C’est une femme cruelle qu’embrasse ardemment Mateo,
dormant dans ses bras mais refusant toujours de livrer son corps,
Elle le provoque en se donnant à d’autres hommes.
Concha fait de lui l’esclave de sa passion, son vrai pantin.
Louÿs met en scène la capricieuse souveraineté de son héroïne tout au long de son roman.
Toute la frustration de Mateo naît des promesses non tenues de Concha
de lui offrir sa virginité vicieuse et cruelle.
Elle agit ainsi afin d’ensorceler encore plus son amant.
Le pantin se fait vraiment l’esclave de la femme, au moment, où la femme est parvenue
à le faire devenir pantin.
Concha s’établit dans la longue tradition de ces femmes destructrices menant leurs
relations amoureuses à l’échec, ayant pour cause l’inégalité des conditions.

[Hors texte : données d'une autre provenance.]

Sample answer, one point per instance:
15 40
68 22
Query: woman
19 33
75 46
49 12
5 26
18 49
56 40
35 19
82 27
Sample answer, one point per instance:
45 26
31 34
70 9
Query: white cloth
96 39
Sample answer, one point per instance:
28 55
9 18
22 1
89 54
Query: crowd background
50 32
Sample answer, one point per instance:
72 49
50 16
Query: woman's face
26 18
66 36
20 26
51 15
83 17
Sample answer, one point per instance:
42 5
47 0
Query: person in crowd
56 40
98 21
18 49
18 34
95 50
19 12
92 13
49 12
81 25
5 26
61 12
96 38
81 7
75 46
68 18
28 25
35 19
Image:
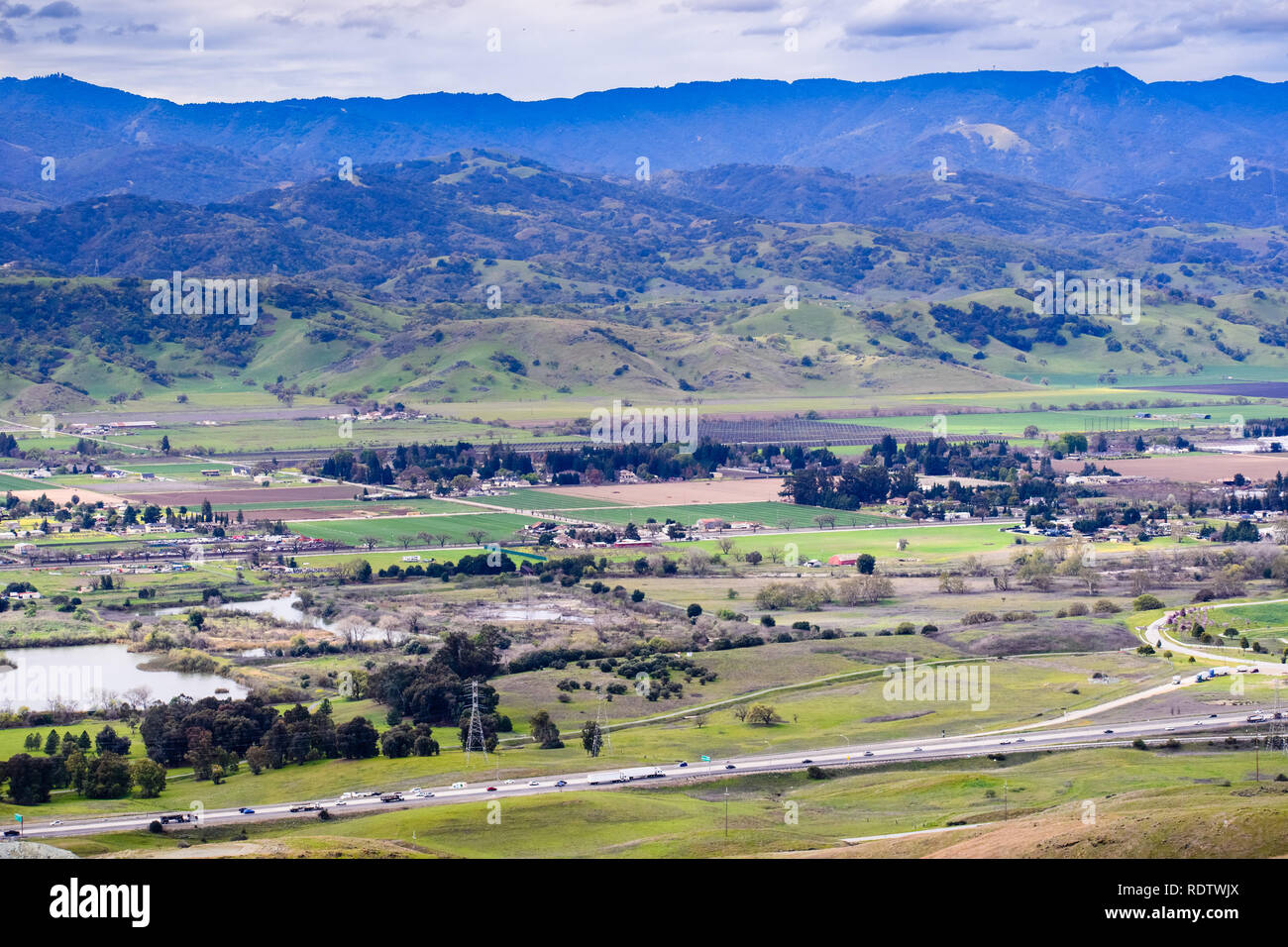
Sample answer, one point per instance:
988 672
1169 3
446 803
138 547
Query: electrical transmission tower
1276 738
603 740
475 738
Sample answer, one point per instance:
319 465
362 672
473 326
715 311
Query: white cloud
562 48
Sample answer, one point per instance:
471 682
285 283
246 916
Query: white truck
625 775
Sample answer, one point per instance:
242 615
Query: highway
898 751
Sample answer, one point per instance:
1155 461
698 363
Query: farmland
494 527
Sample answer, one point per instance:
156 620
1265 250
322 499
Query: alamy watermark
1077 296
649 425
967 684
191 296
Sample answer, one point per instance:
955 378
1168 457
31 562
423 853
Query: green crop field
925 544
545 500
496 527
9 482
772 515
1059 421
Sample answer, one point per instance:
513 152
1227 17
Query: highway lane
1162 637
896 751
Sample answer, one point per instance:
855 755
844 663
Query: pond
82 676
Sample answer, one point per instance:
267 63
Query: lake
81 676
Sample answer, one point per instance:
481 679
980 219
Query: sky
226 51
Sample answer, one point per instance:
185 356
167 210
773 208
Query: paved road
894 751
1157 631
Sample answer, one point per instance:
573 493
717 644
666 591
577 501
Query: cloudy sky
228 51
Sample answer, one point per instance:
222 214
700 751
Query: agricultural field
11 482
546 500
494 527
772 515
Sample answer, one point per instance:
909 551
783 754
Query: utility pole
476 733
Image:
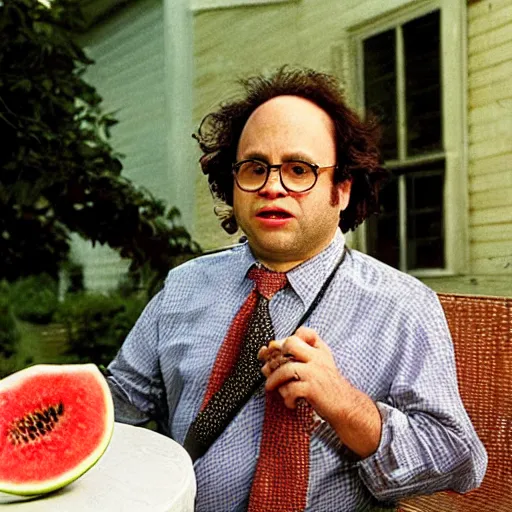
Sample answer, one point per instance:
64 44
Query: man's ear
344 189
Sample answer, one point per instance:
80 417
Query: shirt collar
307 278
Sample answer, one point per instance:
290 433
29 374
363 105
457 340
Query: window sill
206 5
432 272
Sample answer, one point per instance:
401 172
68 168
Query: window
415 90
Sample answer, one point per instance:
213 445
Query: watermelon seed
35 424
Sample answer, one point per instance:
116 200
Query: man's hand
302 366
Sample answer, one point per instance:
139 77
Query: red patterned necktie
236 373
282 471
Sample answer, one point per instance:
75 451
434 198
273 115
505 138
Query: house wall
128 49
489 151
235 42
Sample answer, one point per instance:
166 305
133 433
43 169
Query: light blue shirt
389 338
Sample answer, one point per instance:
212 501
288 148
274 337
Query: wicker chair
481 328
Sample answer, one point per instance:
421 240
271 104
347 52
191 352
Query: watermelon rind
43 487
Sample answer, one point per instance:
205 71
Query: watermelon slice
56 421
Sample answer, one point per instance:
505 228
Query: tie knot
268 283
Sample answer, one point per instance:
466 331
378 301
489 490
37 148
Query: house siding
128 50
490 138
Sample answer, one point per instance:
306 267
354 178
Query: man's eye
258 170
298 170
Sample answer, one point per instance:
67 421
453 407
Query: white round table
141 471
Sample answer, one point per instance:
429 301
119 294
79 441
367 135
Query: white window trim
454 100
205 5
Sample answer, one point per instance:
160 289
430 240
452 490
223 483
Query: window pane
425 230
423 84
380 87
383 241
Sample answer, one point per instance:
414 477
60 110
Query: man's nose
273 185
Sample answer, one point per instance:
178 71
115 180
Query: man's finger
291 371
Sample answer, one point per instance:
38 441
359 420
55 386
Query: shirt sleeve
134 375
428 442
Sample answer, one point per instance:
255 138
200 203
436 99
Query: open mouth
274 214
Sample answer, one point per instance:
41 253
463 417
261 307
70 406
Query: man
360 406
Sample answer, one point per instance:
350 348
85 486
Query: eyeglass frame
269 167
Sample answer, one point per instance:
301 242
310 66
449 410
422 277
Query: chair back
481 329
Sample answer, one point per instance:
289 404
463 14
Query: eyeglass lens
296 176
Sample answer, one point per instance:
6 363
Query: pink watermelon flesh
55 422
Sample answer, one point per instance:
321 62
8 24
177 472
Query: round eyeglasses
295 175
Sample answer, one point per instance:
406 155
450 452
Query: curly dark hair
358 157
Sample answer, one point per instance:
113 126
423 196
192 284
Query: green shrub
9 333
35 298
97 324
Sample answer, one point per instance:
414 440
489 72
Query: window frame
454 106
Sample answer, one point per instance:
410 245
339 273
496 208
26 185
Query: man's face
286 228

Par ses caprices, la jeune fille de 15 ans provoque chez Mateo un sentiment d’impuissance sexuelle.
Lorsque elle s’exhibe avec Morenito derrière la grille, une scène cruelle telle une "comédie",
elle blesse Mateo par l’allusion à la jeunesse de ce "petit brun."
"Le voilà, mon amant ! Regardes comme il est joli ! Et comme il reste jeune, Mateo! "
Dans une relation d’amour et de haine, Concha s’amuse à faire souffrir sentimentalement Mateo
et à se faire souffrir physiquement.
Quand Mateo la frappe brutalement, elle s’exclame: "Oh ! Mateo ! Comme tu m’aimes !"
Elle s'offre enfin. "Et en effet, Monsieur – dit Matteo à André Stévenol – elle était vierge."
On perçoit en Concha une femme aux motivations obscures oscillant entre le pur et l’impur.
Sa manipulation intéressée et avouée se mélange à un sentiment innocent.
Le roman commence dans un décor carnavalesque, plein de fantaisie et de masques.
Concha apparaît travestie sans que l’on sache toujours ce qui est réalité et masque,
en ne cessant pas de se métamorphoser.
On la voit enfant, perverse, angélique et prostituée. Mateo ne réussi jamais à vraiment démasquer Concha;
même pas à la fin du roman.
"Jamais elle n’avait pris ce ton, si ému et si simple, pour m’adresser la parole.
Je crus avoir enfin dégagé son âme véritable du masque ironique et orgueilleux qui m’avait celée
trop longtemps et une vie nouvelle s’ouvrit à ma convalescence morale."
Concha Perez est un personnage littéraire, romanesque comme Carmen ou légendaire comme Circé.
L’écrivain exploite avec profondeur les arcanes de la femme fatale.
Elle est danseuse et chanteuse, mondaine et nomade, femme-enfant et perverse, provocante et chaste,
séductrice et vénéneuse évoluant dans le monde “ordinaire” d’une Espagne exotique.
La cigarière de Séville représente toute la nature ambivalente du féminin.
Dans leur relation sadomasochiste, les deux amants se consument dans un plaisir malsain.
Pierre Louÿs nous montre comment la plus libre des femmes n’est pas celle qu’on croit.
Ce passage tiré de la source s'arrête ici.